Secretary of State Condoleezza Rice is behaving like a zealot. In her ever-more-rash pursuit of a Palestinian state, she is exhibiting the syndrome defined by the philosopher George Santana, as one who redoubles her efforts upon losing sight of the objective.
Let’s recall: The objective laid out by President Bush, when he decided in June 2002 to support the creation of a homeland for the Palestinian people, was to provide a stable, secure neighbor for Israel, committed to leaving peaceably with the Jewish State.
Mr. Bush explicitly preconditioned such support on: an end to Palestinian terror; a Palestinian leadership that was not tainted by ties to terrorism; and the elimination of the infrastructure in Palestinian areas that enables such behavior. After the 9/11 attacks, the United States was in the business of eliminating terrorist-sponsoring regimes, not creating them.
Now, however, it is crystal clear that the only outcome from Condi Rice’s idée fixe – namely that she will convene a Middle East peace conference at the U.S. Naval Academy for the purpose of extracting from Israel the territorial concessions needed rapidly to establish a Palestinian state – has nothing to do with the original Bush vision. Under present and foreseeable circumstances, the best that can be hoped for from such a meeting is failure. For success will result in a new safe-haven for terror that is a mortal threat not only for Israel, but for the United States, as well.

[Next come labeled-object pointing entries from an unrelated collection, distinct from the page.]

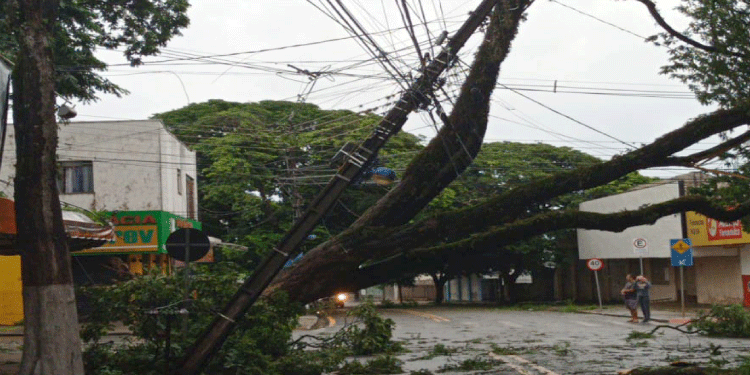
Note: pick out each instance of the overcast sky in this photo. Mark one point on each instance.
(567, 42)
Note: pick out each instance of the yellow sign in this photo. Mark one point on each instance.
(681, 247)
(130, 238)
(704, 231)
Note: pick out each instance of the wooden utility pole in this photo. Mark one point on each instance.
(417, 94)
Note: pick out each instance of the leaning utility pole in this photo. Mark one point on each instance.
(416, 95)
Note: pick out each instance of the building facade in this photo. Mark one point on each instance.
(136, 171)
(119, 166)
(721, 251)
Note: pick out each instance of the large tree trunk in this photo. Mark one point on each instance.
(324, 269)
(439, 281)
(51, 334)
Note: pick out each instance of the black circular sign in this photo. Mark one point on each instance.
(184, 239)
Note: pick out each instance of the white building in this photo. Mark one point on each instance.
(119, 166)
(721, 270)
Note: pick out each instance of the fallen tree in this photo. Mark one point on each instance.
(384, 242)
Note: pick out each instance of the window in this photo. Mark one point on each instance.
(76, 177)
(660, 270)
(190, 196)
(179, 181)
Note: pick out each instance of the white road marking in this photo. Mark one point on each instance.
(586, 324)
(511, 324)
(619, 323)
(521, 364)
(432, 317)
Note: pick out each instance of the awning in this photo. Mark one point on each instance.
(82, 232)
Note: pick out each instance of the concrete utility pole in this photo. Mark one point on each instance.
(417, 94)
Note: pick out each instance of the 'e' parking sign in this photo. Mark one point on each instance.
(682, 252)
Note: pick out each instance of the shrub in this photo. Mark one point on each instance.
(369, 333)
(724, 321)
(260, 339)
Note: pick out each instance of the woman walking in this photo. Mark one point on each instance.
(631, 301)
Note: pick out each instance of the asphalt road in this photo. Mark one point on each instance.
(536, 342)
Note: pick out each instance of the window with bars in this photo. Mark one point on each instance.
(190, 196)
(76, 177)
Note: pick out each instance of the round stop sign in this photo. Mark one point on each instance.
(595, 264)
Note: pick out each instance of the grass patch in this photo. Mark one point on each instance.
(472, 364)
(439, 350)
(562, 348)
(504, 350)
(386, 364)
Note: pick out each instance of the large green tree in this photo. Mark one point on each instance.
(261, 162)
(500, 167)
(52, 45)
(391, 242)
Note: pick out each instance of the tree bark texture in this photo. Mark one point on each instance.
(434, 167)
(51, 333)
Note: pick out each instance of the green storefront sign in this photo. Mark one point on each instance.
(141, 232)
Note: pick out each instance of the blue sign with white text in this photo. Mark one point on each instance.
(682, 252)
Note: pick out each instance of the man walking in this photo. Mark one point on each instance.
(641, 292)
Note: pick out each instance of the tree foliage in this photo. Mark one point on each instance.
(712, 55)
(258, 160)
(139, 27)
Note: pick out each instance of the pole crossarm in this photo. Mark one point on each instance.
(416, 96)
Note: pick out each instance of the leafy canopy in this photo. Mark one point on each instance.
(138, 27)
(258, 160)
(720, 74)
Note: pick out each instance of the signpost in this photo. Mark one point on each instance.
(596, 264)
(682, 256)
(640, 247)
(187, 244)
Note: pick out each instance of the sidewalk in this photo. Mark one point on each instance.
(661, 312)
(11, 341)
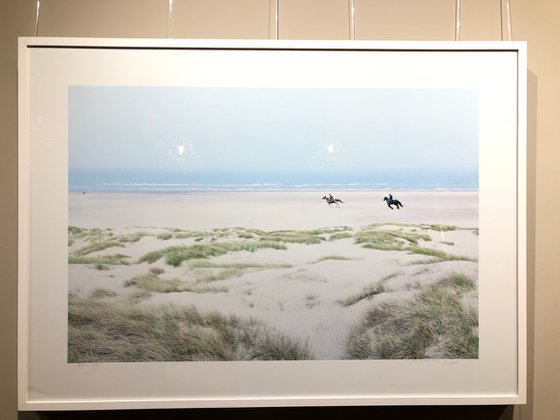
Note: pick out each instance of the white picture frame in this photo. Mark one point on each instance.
(49, 66)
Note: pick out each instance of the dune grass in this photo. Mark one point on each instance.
(102, 292)
(438, 256)
(434, 324)
(176, 255)
(113, 259)
(152, 282)
(366, 293)
(104, 331)
(216, 272)
(389, 240)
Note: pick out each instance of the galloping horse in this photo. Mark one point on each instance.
(392, 202)
(331, 200)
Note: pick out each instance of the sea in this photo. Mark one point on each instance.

My only quibble with Gaffney's assessment is that he charitably ascribes her motivation to blindness caused by overwork. It has been long-standing US practice to mollify both of the constituencies on the Arab-Israeli conflict. The Arabs are to be given the land they seek in order to destroy Israel, while the Jews are offered palliative words. Not surprisingly, the technique of sweet-talking Israel to "give it up" was perfected by Bill Clinton.
Gaffney is only the latest to notice that the words do not match the reality.